À Madagascar, la presse écrite et audiovisuelle est soumise aux diktats de l’information officielle. Le gouvernement d’Andry Rajoelina qui, dès le déclenchement de la crise du coronavirus, a obligé les médias à diffuser les annonces des autorités sur la pandémie, vient de pousser l’ingérence encore plus loin. « Le régime profite de cette réquisition pour diffuser des messages de propagande », assure à l’AFP Nadia Raolimanalina, chef de service des informations de la télévision MBS et directrice de publication des journaux Le Quotidien et N’y Vaovaontsika.

À cause des suites de la crise sanitaire, en Ouganda, une imprimerie majeure d’hebdomadaires a cessé ses activités. En Namibie, les horaires ont été réduits et les plans de licenciement se sont accélérés. Au Cameroun, des journaux privés ont même organisé une journée « presse morte » pour dénoncer l’absence de réaction des pouvoirs publics.

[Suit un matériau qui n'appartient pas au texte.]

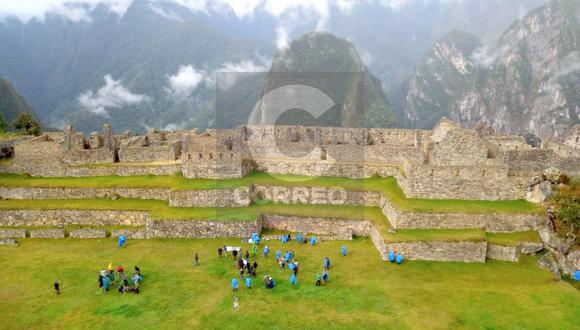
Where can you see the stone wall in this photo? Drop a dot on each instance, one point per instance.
(480, 182)
(442, 251)
(318, 226)
(491, 222)
(237, 197)
(88, 233)
(315, 195)
(202, 228)
(12, 233)
(46, 218)
(504, 253)
(47, 233)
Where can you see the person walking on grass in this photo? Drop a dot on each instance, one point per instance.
(235, 285)
(57, 287)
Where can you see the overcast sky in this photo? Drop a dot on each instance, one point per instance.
(25, 9)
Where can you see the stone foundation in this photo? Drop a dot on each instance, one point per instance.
(491, 222)
(442, 251)
(12, 233)
(47, 233)
(88, 233)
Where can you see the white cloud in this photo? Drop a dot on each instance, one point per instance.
(112, 95)
(230, 72)
(185, 81)
(75, 10)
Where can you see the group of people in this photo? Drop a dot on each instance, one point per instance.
(396, 257)
(288, 260)
(107, 279)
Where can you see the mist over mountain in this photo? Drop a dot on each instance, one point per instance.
(528, 83)
(157, 63)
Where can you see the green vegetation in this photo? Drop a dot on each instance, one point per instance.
(387, 186)
(27, 124)
(364, 292)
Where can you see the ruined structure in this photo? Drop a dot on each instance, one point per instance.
(448, 162)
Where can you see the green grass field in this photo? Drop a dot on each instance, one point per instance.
(388, 186)
(363, 292)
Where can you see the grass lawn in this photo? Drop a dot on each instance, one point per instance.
(388, 186)
(363, 293)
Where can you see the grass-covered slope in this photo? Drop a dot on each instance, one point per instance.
(364, 292)
(387, 186)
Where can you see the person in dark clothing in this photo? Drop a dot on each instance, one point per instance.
(57, 287)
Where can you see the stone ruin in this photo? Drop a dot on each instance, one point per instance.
(447, 162)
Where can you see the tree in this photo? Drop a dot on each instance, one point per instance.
(3, 123)
(26, 123)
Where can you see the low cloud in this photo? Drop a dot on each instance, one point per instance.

  • Made in… Ouganda et Ghana

En Ouganda, le constructeur automobile Kiira Motors va fabriquer des respirateurs artificiels. La ministre ougandaise de la Santé en a fait l’annonce sur le réseau social Twitter, se disant « fière de voir de telles innovations venir de chez nous » et attendant impatiemment de voir ces respirateurs Bulamu arriver dans les services dédiés aux malades du Covid-19 et aux autres patients qui pourraient en avoir besoin.

Au Ghana, neuf sociétés espèrent voir validés leurs kits de test d’ici huit semaines afin d’aider le pays à atténuer les mesures de lutte contre la propagation du nouveau coronavirus. Parmi elles l’entreprise Incas Diagnostic travaille également avec d’autres développeurs en Afrique du Sud, au Cameroun, au Nigeria et au Sénégal pour mettre en place une application de suivi des personnes à haut-risque d’être contaminées par le virus.